# Pampas - Tayacaja



## Digary (May 13, 2009)

Bueno, estuve en wikipedia haciendo el artículo de esta ciudad huancavelicana y veo que en este foro se tienen muy buenos comentarios acerca de las fotos. Acá les mando unas cuantas para que le den su visto. Saludos.:banana:

Panorámica de la ciudad.









Plaza de armas.









Parque ecológico de Pampas.









Óvalo de la cultura tayacajina en Pampas.









Municipalidad de Tayacaja - Pampas.









Luego sigo con más. xD

...y acá están:

Una casa, colonial creo.









Paisaje del valle Upamayo (o de Pampas).









Frontis de un reconocido colegio de mujeres: C.E. Nuestra Señora de Lourdes.









Iglesia en Jarwaturco.









Nicho antiguo (se cree que el más antiguo) del cementerio principal de Pampas.
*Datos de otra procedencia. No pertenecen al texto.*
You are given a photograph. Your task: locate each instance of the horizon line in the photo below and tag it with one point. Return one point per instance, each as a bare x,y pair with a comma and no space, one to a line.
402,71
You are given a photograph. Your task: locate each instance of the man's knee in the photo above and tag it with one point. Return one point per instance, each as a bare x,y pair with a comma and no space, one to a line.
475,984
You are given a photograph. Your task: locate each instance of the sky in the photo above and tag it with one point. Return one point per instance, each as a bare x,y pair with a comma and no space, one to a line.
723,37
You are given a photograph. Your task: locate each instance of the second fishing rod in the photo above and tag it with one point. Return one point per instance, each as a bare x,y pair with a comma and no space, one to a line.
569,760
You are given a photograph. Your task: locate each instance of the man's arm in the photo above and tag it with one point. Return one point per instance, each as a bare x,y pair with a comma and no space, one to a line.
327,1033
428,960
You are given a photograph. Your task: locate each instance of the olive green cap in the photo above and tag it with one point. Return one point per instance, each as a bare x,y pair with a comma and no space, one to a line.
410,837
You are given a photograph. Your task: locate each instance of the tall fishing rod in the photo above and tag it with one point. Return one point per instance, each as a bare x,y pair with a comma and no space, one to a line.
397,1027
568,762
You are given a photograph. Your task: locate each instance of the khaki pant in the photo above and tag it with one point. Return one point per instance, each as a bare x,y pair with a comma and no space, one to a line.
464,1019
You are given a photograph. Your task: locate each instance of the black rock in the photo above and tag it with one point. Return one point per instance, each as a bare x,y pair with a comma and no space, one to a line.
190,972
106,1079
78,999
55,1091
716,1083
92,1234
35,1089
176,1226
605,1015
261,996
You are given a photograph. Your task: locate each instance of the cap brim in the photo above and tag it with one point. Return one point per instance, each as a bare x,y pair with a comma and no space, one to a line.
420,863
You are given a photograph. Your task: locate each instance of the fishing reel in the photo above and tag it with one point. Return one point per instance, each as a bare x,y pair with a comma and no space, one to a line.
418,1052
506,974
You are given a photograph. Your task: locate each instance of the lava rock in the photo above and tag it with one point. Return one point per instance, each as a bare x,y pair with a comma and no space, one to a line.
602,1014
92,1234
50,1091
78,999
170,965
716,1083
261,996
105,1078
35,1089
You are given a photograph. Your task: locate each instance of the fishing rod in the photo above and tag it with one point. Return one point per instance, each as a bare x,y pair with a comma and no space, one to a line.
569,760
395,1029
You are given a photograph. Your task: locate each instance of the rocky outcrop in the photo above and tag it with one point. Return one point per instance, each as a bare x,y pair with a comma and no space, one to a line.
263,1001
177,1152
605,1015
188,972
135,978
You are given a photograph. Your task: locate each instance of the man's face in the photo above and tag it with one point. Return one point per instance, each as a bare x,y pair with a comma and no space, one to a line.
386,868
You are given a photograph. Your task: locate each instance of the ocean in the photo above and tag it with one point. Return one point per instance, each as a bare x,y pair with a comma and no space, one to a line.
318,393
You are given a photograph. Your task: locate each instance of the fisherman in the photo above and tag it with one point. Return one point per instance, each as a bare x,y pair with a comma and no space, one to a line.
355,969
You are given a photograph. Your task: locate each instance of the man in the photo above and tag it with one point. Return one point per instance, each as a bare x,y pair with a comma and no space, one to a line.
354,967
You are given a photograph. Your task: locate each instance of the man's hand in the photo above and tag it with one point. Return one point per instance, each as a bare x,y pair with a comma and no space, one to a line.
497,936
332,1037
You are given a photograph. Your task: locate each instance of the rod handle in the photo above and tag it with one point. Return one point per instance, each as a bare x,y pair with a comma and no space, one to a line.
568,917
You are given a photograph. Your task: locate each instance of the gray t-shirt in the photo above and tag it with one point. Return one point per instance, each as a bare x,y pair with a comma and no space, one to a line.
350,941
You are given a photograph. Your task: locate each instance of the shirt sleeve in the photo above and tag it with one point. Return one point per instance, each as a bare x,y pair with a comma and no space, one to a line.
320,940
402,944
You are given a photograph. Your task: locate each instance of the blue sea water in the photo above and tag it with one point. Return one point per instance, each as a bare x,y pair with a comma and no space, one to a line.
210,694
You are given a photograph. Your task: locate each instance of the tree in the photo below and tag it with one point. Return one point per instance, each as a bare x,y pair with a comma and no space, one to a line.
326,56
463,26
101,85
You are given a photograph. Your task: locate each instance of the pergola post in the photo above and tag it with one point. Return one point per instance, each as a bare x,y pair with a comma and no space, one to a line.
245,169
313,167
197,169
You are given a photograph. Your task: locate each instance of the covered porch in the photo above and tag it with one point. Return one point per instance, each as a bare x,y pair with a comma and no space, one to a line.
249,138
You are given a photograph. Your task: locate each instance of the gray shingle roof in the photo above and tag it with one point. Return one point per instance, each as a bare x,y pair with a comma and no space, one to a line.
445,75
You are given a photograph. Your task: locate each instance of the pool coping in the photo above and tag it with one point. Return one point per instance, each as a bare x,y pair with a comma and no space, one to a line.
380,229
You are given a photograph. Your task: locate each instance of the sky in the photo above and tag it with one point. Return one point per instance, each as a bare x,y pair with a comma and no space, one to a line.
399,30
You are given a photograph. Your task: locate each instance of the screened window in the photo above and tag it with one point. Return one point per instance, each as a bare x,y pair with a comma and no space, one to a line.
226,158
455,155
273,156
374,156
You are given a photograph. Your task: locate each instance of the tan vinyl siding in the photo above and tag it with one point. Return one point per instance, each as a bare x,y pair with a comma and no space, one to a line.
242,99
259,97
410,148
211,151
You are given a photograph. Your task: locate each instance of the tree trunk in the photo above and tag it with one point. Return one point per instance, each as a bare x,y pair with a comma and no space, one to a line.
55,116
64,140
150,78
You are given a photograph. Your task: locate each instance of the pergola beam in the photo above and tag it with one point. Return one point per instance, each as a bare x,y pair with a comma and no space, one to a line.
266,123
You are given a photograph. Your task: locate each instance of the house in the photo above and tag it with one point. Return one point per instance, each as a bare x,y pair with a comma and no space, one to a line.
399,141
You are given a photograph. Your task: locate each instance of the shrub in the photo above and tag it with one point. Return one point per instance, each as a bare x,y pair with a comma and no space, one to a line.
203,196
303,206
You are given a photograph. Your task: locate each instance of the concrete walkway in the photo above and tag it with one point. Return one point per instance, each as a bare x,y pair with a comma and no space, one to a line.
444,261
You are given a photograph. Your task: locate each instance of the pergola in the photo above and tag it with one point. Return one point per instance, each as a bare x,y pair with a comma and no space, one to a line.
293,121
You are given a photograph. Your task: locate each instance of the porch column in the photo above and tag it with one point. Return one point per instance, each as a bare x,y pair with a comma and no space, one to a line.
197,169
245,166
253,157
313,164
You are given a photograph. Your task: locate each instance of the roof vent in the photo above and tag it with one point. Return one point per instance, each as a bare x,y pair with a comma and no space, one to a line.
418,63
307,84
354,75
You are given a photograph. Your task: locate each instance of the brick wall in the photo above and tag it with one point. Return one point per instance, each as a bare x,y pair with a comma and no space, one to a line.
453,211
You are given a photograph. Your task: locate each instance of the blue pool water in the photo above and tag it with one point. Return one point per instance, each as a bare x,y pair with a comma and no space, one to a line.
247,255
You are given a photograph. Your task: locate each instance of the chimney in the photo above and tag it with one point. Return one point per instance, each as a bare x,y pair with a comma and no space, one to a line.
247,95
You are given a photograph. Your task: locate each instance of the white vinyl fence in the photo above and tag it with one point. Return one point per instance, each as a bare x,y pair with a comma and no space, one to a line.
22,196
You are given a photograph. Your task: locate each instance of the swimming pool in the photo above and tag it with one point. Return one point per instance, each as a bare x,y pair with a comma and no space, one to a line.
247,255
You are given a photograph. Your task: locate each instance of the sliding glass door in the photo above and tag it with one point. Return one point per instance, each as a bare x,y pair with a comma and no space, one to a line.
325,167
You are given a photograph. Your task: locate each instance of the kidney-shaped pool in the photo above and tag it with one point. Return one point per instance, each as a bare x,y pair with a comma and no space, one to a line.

Edificio de la empresa Confianza rodeada de cables.









Tobogán en el parque ecológico de Pampas (en el barrio de Chalampampa).









Juegos infantiles en dicho parque.









Placa con la gestión que hizo tal parque ecológico, si se fijan bien con el zoom (en la página que al final daré), está el nombre de mi abuela...xD. 









Jardines del parque ecológico.









Paisaje de cerros con la cosecha abajo y la laguna más abajo.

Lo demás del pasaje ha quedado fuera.